FOURTH: Anew AHS will make recruiting new teachers easier. Given a choice of working in a
new school or one pushing sixty years, which would you choose?
FIVE: A new building will really make Blue Pride proud. Students will know that the city
cares about providing the very best learning facility for their education. Pride of place will
blossom in staff and student body and bloom into an environment where learning can flourish.
SIX: Families move into and stay in communities with good schools. While it takes more
(much more, really) than new buildings to provide a good education, school buildings are a
visible sign that the city cares about education and is willing to do what needs to be done to
provide quality education to its students.

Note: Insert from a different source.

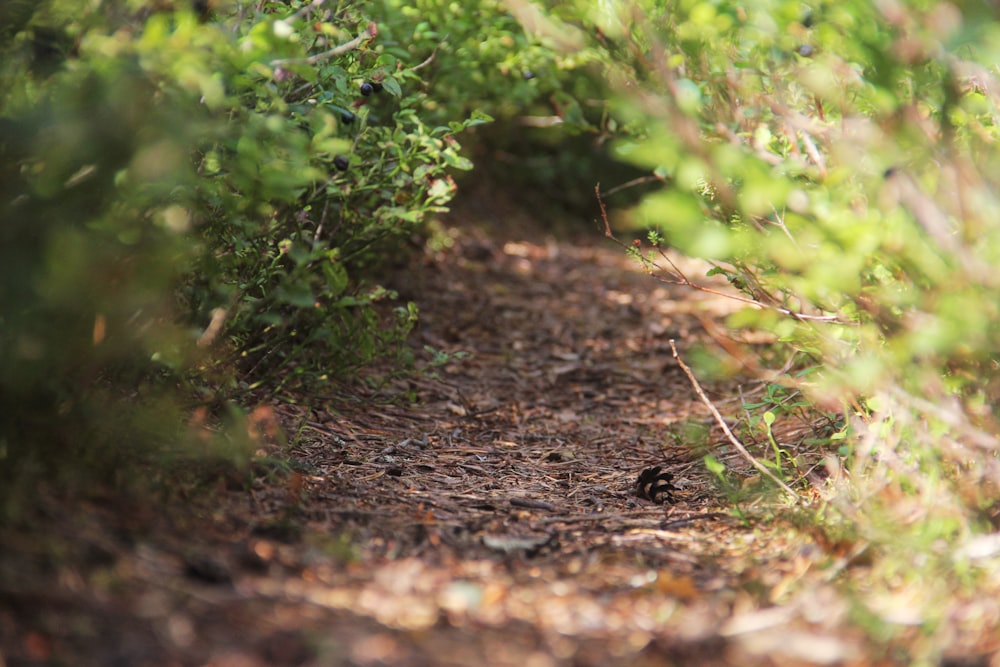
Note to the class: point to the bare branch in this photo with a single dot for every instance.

SEVEN: Families don’t move into or stay in communities which do not vote to fund their
school systems. Word gets around: Such and such a city can’t or won’t adequately fund its
schools. Such places find themselves being left behind in educating their students, and their
students are often unprepared to successfully compete in a rapidly changing world.
EIGHT: We need to trust our educational leaders, from the Superintendent, and the School
Committee, to our elected officials, and the entire community of people who have worked to
plan for a new high school. The vision of the Attleboro Public Schools is “to be the center of a
community united around education,” and that must be our vision as well.
NINE: Voters decide what governments do. If you think about all the things governments do,
isn’t educating the next generation of citizens the most important?
It’s time to invest our money in Attleboro’s future by voting YES.